$\mathbf{(N,K)}$-Puzzle: A Cost-Efficient Testbed for Benchmarking Reinforcement Learning Algorithms in Generative Language Model
Yufeng Zhang, Liyu Chen, Boyi Liu, Yingxiang Yang, Qiwen Cui, Yunzhe Tao, Hongxia Yang
TL;DR
This work presents the $(N,K)$-Puzzle as a scalable, cost-efficient testbed to benchmark reinforcement learning strategies for generative language models, enabling controlled variation of problem size and target value.

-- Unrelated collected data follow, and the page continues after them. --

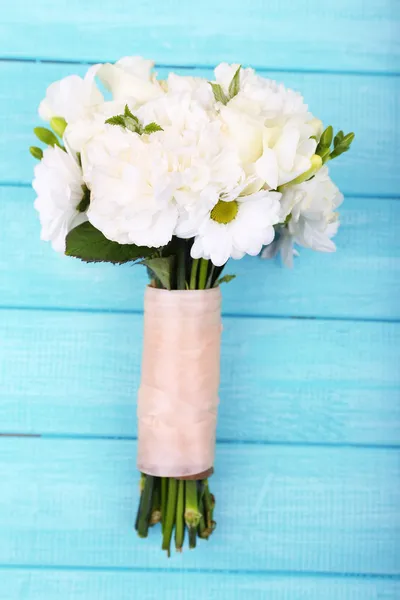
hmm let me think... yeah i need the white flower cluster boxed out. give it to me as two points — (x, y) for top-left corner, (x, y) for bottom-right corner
(33, 57), (344, 267)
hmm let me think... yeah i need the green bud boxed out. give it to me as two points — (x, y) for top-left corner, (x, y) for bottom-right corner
(320, 125), (333, 148)
(342, 132), (355, 147)
(29, 146), (43, 160)
(34, 126), (61, 147)
(334, 130), (344, 147)
(50, 116), (67, 137)
(319, 147), (331, 163)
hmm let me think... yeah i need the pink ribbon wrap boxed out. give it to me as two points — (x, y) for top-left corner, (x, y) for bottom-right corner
(137, 286), (222, 478)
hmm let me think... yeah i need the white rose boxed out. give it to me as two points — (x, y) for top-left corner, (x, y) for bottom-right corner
(97, 56), (163, 105)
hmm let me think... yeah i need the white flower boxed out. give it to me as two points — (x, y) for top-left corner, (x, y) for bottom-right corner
(188, 190), (281, 267)
(97, 56), (163, 105)
(63, 100), (126, 155)
(264, 166), (343, 267)
(84, 126), (178, 247)
(38, 65), (104, 123)
(33, 146), (86, 252)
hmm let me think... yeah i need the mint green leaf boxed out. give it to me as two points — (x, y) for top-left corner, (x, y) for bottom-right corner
(214, 274), (236, 287)
(65, 222), (155, 264)
(34, 127), (61, 148)
(50, 116), (67, 137)
(210, 83), (228, 105)
(124, 105), (139, 122)
(105, 115), (126, 128)
(124, 116), (142, 133)
(333, 130), (344, 147)
(228, 65), (241, 100)
(29, 146), (43, 160)
(143, 122), (164, 134)
(142, 256), (174, 290)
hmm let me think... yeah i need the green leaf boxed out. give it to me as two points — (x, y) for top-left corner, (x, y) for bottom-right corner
(34, 127), (61, 148)
(228, 65), (241, 100)
(105, 115), (126, 128)
(50, 116), (67, 137)
(214, 274), (236, 287)
(124, 105), (139, 122)
(210, 83), (228, 105)
(76, 184), (90, 213)
(333, 130), (344, 147)
(342, 132), (355, 146)
(143, 122), (164, 134)
(29, 146), (43, 160)
(318, 147), (331, 163)
(65, 222), (155, 264)
(142, 256), (174, 290)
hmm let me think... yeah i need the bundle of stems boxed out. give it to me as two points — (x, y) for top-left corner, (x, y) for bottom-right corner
(135, 238), (223, 554)
(135, 475), (216, 555)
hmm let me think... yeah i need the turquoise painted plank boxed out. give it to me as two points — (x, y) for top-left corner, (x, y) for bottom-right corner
(1, 569), (399, 600)
(1, 188), (399, 320)
(1, 61), (399, 196)
(1, 310), (399, 444)
(0, 438), (399, 574)
(0, 1), (398, 74)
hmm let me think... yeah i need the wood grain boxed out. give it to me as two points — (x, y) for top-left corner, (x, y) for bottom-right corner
(0, 438), (399, 574)
(1, 60), (399, 196)
(1, 310), (399, 444)
(1, 0), (398, 74)
(1, 569), (399, 600)
(1, 189), (400, 320)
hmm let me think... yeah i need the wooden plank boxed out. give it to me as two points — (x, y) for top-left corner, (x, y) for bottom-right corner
(1, 568), (399, 600)
(0, 438), (399, 574)
(0, 1), (398, 74)
(1, 310), (399, 444)
(1, 187), (399, 320)
(1, 60), (399, 196)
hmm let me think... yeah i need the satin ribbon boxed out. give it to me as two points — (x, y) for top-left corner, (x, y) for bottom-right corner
(137, 286), (222, 478)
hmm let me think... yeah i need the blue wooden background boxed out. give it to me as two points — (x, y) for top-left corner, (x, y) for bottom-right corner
(0, 2), (399, 598)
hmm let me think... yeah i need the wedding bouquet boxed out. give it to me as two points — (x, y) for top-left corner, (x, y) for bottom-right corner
(30, 56), (354, 555)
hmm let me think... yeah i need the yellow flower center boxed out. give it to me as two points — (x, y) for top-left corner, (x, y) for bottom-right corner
(210, 200), (239, 224)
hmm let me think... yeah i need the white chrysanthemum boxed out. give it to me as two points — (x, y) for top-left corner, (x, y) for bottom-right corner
(187, 190), (281, 267)
(63, 100), (126, 155)
(33, 146), (86, 252)
(137, 92), (244, 212)
(263, 166), (343, 267)
(84, 126), (177, 247)
(38, 65), (104, 123)
(97, 56), (163, 105)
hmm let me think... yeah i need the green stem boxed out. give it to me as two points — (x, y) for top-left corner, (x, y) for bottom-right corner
(137, 475), (155, 538)
(175, 480), (185, 552)
(176, 239), (187, 290)
(189, 258), (199, 290)
(198, 259), (209, 290)
(161, 477), (168, 534)
(188, 526), (197, 549)
(150, 477), (161, 526)
(162, 478), (178, 557)
(184, 481), (201, 528)
(206, 265), (215, 290)
(203, 479), (214, 532)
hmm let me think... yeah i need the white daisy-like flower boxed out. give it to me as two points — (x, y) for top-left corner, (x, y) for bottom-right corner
(38, 65), (104, 123)
(187, 190), (281, 267)
(97, 56), (163, 105)
(33, 146), (86, 252)
(84, 126), (177, 247)
(263, 166), (343, 267)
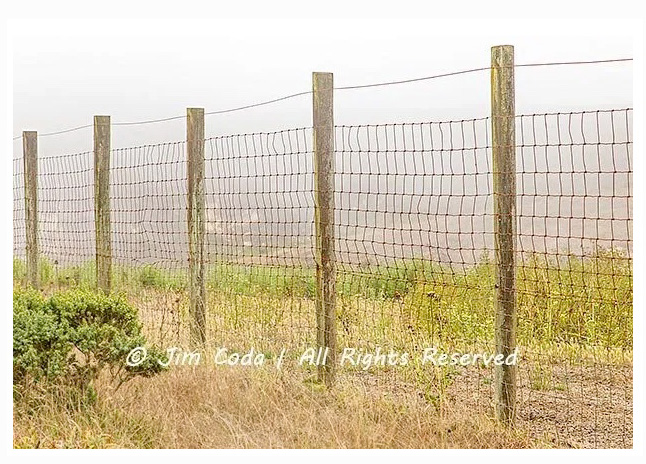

It systematically evaluates RM-based RL (PPO with RM) against RM-free approaches (DPO, IPO) using a GPT-2 backbone, revealing that RM-based PPO can be undermined by RM hacking, while DPO/IPO exhibit stronger regularization but limited out-of-distribution generalization. The study provides detailed insights into the trade-offs of reward modeling, KL/top-$p$ regularization, and preference-based optimization, highlighting the puzzle’s potential as a standardized environment for comparing RL methods in LM training. Overall, $(N,K)$-Puzzle offers a practical, interpretable platform to diagnose, compare, and improve RL strategies for scalable language generation.
Abstract
Recent advances in reinforcement learning (RL) algorithms aim to enhance the performance of language models at scale. Yet, there is a noticeable absence of a cost-effective and standardized testbed tailored to evaluating and comparing these algorithms. To bridge this gap, we present a generalized version of the 24-Puzzle: the $(N,K)$-Puzzle, which challenges language models to reach a target value $K$ with $N$ integers. We evaluate the effectiveness of established RL algorithms such as Proximal Policy Optimization (PPO), alongside novel approaches like Identity Policy Optimization (IPO) and Direct Policy Optimization (DPO).